Il n’y a pas besoin de vilains spéculateurs pour qu’un emprunteur se trouve au bord de la cessation de paiement, pour une raison finalement assez simple : comme le montre le cas de la Grèce aujourd’hui, la capacité d’emprunt d’un État comme d’un particulier ou d’une entreprise n’est pas illimitée.
La Grèce a une dette publique dont le montant est supérieur à son PIB annuel et son déficit budgétaire dépasse 10% de son PIB. Au-delà de ces chiffres, regardons ce que cela représente concrètement.
La dette
accumulée est évidemment le fruit des déficits précédents.
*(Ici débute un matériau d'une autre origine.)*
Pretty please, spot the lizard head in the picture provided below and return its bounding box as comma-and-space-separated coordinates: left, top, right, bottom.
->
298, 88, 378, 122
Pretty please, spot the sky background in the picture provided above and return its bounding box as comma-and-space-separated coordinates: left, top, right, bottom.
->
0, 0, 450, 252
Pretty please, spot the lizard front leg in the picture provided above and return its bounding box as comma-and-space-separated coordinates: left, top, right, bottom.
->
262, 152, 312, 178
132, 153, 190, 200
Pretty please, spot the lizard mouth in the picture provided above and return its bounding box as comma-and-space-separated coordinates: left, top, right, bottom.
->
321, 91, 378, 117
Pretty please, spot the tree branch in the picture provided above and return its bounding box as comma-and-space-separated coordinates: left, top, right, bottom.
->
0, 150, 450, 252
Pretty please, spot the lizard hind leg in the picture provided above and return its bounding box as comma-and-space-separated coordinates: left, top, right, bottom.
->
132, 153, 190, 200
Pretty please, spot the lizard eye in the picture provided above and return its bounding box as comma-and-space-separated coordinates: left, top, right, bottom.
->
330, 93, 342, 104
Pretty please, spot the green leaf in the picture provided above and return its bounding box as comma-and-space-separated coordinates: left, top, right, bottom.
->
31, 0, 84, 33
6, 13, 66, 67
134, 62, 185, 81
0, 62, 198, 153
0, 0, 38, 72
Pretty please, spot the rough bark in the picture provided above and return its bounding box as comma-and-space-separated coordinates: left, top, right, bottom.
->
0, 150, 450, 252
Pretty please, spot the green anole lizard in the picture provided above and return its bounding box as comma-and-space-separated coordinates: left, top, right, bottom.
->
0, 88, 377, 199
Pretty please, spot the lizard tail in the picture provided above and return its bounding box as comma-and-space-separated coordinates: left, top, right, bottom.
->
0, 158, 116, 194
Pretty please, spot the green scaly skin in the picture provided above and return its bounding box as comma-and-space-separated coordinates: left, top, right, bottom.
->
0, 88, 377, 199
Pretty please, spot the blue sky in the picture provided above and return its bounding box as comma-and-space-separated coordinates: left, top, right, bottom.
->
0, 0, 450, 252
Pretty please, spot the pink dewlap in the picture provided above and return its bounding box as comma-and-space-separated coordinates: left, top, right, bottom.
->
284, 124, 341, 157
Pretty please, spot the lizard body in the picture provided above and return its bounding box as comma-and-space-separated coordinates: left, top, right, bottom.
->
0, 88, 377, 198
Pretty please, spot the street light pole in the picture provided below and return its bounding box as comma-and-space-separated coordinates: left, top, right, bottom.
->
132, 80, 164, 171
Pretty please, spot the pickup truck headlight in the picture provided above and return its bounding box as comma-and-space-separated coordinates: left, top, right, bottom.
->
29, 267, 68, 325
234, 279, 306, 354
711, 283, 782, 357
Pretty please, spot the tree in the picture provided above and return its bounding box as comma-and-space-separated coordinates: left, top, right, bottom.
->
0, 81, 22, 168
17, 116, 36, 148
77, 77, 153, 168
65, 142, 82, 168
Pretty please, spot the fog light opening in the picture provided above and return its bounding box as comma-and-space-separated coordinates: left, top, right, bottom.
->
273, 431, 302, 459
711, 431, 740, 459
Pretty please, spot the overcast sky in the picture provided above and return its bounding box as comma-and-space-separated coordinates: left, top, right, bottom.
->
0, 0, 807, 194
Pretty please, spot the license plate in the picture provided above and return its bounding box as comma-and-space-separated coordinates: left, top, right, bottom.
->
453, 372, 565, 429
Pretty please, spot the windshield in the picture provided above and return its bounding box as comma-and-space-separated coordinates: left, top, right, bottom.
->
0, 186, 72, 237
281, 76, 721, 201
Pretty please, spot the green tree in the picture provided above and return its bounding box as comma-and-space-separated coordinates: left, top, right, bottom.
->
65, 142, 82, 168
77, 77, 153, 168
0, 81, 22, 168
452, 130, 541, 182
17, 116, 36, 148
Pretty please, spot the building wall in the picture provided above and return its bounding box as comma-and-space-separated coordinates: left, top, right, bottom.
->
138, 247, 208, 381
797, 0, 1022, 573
Pour couvrir la
différence entre ses dépenses et ses recettes, la Grèce a fait appel à ceux qui
avaient de l’argent à prêter, en particulier des banques. Elle a donc émis des
emprunts, qui se caractérisaient généralement par le versement d’un intérêt annuel proportionnel au montant emprunté
et à un taux d’intérêt, et par une durée au-delà duquel le montant emprunté est
remboursé.
Comme ses dépenses restent supérieures à ses recettes, elle ne peut se servir des économies réalisées pour rembourser : en fait, elle réalise régulièrement de nouveaux emprunts pour rembourser les précédents. La France et les pays endettés font évidemment de même.
Dans le cas de la Grèce, le besoin d’emprunt dépend de la durée des prêts précédents à rembourser. Si ceux-ci sont en moyenne de 10 ans (ce qui est déjà beaucoup), un pays comme le Grèce se retrouve avec pratiquement 1% de son PIB à trouver tous mes mois pour rembourser les vieux emprunts. Son déficit actuel est tel qu’il lui faut trouver environ 1% mensuel supplémentaire pour financer son déficit. Ne plus trouver de nouveaux financeurs, (ou des anciens qui remettent au pot), c’est se trouver en situation de ne pas pouvoir assurer ses fins de mois !
Les prêteurs sont plutôt enclins à prêter à des États, dont la signature leur parait plus sure que celle d’entreprises ou de particuliers. Ils sont donc prêts à leur faire de bonnes conditions. Ils ne souhaitent cependant pas avoir une part trop importante dans leurs actifs pour chacun des emprunteurs.
Les prêteurs font payer plus
chers les Etats les moins solides et les plus endettés, mais sont à contrario
contents d’avoir ces prêts qui leurs rapportent un peu plus que ceux faits à
l’Allemagne par exemple
Le montant de la prime de risque
qui fait la différence entre un pays comme l’Allemagne et un autre comme la
Grèce varie normalement selon des critères objectifs mais des comportements
moutonniers peuvent la faire varier fortement
En cas de doute temporaire, les
prêteurs potentiels ne se précipitent pas, le plus simple pour eux étant
d’attendre quelque mois que les choses se décantent avant de prendre position
Dans ces périodes de doutes, il
suffit qu’aucun prêteur n’accepte un nouveau prêt pour que le pays qui a besoin
d’emprunter en permanence se trouve en difficulté
De quel doute parle t-on
ici ? Du doute sur la capacité du pays à rembourser. Si ce doute est
partagé par les préteurs, il devient auto réalisateur, puisque l’ensemble des
préteurs ne prêtant plus, le pays ne peut effectivement plus rembourser !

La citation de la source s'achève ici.